A draft budget approved by the Council of Ministers last week shows military spending increasing by 24.2 percent – from US$223 million this year to $277 million in 2010.
The draft has come under fire from critics who argue that military spending, which accounts for 14 percent of the US$1.97 billion proposed budget, dwarfs the amount spent on agriculture, rural development and water resources, which account for 5 percent.
Speaking to local media on Wednesday, Information Minister Khieu Kanharith dismissed concerns about the spending gap.
“Do they wish Cambodia’s soldiers to fight with Thailand using slingshots?” he said.
“When our soldiers wore flip-flops and used old guns, they said that the government did not pay attention, but when we turn to support the soldiers, they say these things.”
Phay Siphan, spokesman for the Council of Ministers, said activists had the right to criticise the budget, but that they were ignorant of “the real situation” in the military.
“Based on the Constitution, the government has an obligation to defend its territorial integrity,” he said.
Phay Siphan said the money would also focus on creating a “social safety net” for military personnel and providing pensions for retired soldiers.
Critics agreed that action was needed in order to reform the military, but said the government should address the root problems rather than simply bumping up its budget.
“It’s good if the government has an intention of cleaning up the military, but this doesn’t have anything to do with [increasing] the budget,” said Ou Virak, president of the Cambodian Centre for Human Rights.
Despite being intended as a social safety net, he said, the extra money would more likely be used to shore up the patronage networks of powerful military officers.
“The government keeps granting benefits to the military in order to secure loyalty,” he said.
“The higher levels are trying to please the lower levels so that they get support.”
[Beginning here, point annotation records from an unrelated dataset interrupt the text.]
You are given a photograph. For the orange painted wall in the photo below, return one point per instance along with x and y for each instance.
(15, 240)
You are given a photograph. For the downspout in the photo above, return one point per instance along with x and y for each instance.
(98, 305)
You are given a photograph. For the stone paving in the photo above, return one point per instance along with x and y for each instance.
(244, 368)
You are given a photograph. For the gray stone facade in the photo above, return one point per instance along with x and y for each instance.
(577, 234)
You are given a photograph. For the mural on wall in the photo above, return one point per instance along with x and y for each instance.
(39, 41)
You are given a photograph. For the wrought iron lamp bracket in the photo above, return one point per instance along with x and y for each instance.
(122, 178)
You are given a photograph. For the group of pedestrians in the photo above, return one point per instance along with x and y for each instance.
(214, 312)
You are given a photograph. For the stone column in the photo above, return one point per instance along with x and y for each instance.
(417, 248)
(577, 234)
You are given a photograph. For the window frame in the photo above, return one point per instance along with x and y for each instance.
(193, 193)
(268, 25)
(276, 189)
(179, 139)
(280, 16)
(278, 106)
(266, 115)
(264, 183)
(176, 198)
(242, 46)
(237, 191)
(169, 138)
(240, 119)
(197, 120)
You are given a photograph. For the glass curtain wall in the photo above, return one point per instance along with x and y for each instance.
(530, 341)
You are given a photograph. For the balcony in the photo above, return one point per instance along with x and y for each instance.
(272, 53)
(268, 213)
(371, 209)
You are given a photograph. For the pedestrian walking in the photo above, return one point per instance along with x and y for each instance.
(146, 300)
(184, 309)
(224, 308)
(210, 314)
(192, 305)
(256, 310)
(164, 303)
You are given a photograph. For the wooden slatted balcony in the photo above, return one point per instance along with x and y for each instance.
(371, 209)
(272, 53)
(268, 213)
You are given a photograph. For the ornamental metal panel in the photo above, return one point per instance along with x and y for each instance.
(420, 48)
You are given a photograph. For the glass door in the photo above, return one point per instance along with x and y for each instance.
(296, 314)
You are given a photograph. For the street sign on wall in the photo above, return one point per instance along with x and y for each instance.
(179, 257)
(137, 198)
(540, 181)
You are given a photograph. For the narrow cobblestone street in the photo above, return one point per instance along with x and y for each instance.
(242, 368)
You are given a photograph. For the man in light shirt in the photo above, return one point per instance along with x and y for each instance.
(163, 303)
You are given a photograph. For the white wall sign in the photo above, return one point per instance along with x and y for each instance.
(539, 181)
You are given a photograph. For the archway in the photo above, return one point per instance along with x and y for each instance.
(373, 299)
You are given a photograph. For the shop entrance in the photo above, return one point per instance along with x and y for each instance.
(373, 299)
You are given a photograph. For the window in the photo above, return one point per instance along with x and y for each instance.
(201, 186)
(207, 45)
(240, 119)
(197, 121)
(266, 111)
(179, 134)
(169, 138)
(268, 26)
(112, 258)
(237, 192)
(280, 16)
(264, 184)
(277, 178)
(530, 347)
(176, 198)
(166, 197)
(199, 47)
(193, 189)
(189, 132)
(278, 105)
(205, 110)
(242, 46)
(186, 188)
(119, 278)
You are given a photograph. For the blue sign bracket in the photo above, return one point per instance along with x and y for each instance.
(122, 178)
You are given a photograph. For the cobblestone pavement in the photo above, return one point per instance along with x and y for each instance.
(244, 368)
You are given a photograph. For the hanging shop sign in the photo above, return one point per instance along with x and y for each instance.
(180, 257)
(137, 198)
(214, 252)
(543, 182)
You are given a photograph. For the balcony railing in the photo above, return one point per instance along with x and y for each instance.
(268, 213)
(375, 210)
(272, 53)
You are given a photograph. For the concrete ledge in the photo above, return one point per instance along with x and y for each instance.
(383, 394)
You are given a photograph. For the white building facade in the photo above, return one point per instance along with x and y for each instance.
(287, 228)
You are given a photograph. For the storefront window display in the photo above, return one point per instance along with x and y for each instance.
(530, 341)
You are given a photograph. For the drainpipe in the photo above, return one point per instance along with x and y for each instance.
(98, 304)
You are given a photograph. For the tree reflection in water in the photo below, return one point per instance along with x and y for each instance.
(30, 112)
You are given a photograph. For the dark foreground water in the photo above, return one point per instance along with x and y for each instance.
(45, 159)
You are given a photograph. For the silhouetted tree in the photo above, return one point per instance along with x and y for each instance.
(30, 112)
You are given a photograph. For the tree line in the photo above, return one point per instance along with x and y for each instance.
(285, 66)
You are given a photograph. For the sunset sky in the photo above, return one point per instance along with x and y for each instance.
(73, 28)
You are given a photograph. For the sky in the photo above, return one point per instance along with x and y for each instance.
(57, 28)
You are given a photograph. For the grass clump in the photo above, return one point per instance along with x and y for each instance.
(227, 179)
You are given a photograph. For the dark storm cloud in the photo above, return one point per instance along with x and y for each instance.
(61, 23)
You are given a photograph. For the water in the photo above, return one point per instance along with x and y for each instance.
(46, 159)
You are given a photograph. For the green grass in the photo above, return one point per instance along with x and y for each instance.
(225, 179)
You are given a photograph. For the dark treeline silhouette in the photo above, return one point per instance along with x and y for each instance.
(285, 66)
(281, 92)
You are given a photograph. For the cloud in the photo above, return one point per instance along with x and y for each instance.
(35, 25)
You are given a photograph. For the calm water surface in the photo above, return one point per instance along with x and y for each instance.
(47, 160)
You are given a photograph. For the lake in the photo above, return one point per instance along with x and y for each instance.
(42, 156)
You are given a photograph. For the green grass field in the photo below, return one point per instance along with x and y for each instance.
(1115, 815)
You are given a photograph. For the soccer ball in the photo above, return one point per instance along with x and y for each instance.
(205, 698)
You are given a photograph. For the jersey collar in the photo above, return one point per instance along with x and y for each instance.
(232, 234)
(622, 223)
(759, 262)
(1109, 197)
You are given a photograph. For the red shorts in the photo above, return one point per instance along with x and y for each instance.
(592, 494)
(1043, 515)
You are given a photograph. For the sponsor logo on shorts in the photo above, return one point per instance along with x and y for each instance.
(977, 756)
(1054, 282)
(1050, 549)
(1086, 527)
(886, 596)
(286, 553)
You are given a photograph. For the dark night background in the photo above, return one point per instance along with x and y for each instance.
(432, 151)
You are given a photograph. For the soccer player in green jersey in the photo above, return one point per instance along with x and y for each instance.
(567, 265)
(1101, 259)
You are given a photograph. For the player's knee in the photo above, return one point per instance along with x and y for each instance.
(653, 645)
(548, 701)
Ou Virak also noted the phenomenon of “ghost soldiers” – nonexistent enlistees that funnel salaries and other benefits into the pockets of their superiors – as a target for reform.
Yong Kim Eng, president of the People’s Centre for Development and Peace, said a defence force was important for every country, but agreed the lack of oversight made military expenditures a concern.
“I am concerned about the expenditures of the military and how it will manage [them]. In a country like Cambodia, we should have a mechanism to check the expenditures of each institution,” he said.
He added that the government currently possesses the necessary auditing authorities, but that they had not yet been put to full use.
“If they use [these institutions] well, it could make the country more transparent.”